Se a recompensa deixa de ser o foco, e o que se recebe por ela são sentimentos e emoções “pasteurizados”, nem muito bons, nem muito ruins, perde-se em muito a capacidade de gerir corretamente os hábitos e de cultivar relacionamentos.

Conclusão
Bons ou maus hábitos são formados pelo mesmo processo básico. É fundamental a auto-consciência e percepção de cada rotina que executa, para que consiga transforma-la em um hábito saudável ou elimina-la, caso seja nociva. A notícia boa é que seu cérebro já sabe como agir, você só precisa guia-lo adequadamente.
É muito importante que só comece a tomar remédios em último caso. Parece ser a solução mais fácil, mas não é a melhor a longo prazo. Ter sua capacidade de julgar e sentir emoções alterada quimicamente é um preço muito caro à se pagar. Dito de outra forma, a descaracterização de sua personalidade e modificação de comportamentos não pode ser um meio para aplacar frustrações, sem antes ter esgotado as possibilidades das mudanças de hábitos.
Essa dinâmica do “suposto deprimido” e “psiquiatra emissor de receitas” precisa ser melhor discutida e modificada. Está muito cômoda e banalizada. Remédios e substâncias que afetam o funcionamento do cérebro precisam ser controlados e disponibilizados com mais rigor. Na minha opinião, deveria ser compulsório um prévio aconselhamento psicológico para só depois recorrer-se à antidepressivos e ansiolíticos.

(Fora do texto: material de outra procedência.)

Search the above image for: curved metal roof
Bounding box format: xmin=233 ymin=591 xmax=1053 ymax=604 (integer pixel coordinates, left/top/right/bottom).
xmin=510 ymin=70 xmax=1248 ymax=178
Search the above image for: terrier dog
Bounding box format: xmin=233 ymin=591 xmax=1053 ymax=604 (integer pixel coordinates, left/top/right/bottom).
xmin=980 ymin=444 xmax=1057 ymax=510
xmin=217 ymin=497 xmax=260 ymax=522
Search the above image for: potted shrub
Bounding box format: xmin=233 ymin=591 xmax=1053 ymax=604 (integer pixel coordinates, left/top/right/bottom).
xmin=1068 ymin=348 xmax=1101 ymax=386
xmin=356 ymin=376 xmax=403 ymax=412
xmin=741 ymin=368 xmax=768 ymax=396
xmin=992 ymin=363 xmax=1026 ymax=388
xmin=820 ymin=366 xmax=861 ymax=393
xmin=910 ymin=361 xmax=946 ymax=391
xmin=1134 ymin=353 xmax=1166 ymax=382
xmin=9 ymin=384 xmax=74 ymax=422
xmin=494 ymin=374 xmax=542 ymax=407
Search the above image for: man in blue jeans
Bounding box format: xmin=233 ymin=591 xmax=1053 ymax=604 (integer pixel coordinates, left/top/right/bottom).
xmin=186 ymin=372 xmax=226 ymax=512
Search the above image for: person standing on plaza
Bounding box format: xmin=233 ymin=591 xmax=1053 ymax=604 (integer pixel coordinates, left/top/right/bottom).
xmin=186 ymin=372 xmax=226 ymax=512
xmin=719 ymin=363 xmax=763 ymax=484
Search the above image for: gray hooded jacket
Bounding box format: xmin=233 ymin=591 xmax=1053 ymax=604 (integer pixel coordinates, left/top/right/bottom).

Em 15 anos, passei em 8 psiquiatras diferentes, de convênios e particulares, e o resultado foi o mesmo. O que mudou foi o tempo das sessões e abrangência das perguntas. Experimentei mais de 20 remédios diferentes, com varias combinações entre eles. Da minha parte, cumpri exatamente cada etapa, perpetuando o ciclo negativo (mea culpa).
Se você está passando por dificuldades ou tem alguém da família com sintomas de depressão, não opte pela via rápida logo de cara. Esgote antes as possibilidades. Gostaria de ter tido essa compreensão na época pois, te garanto, não valeu a pena.
Este texto é apenas uma reflexão do autor. Se necessário, procure ajuda especializada de confiança.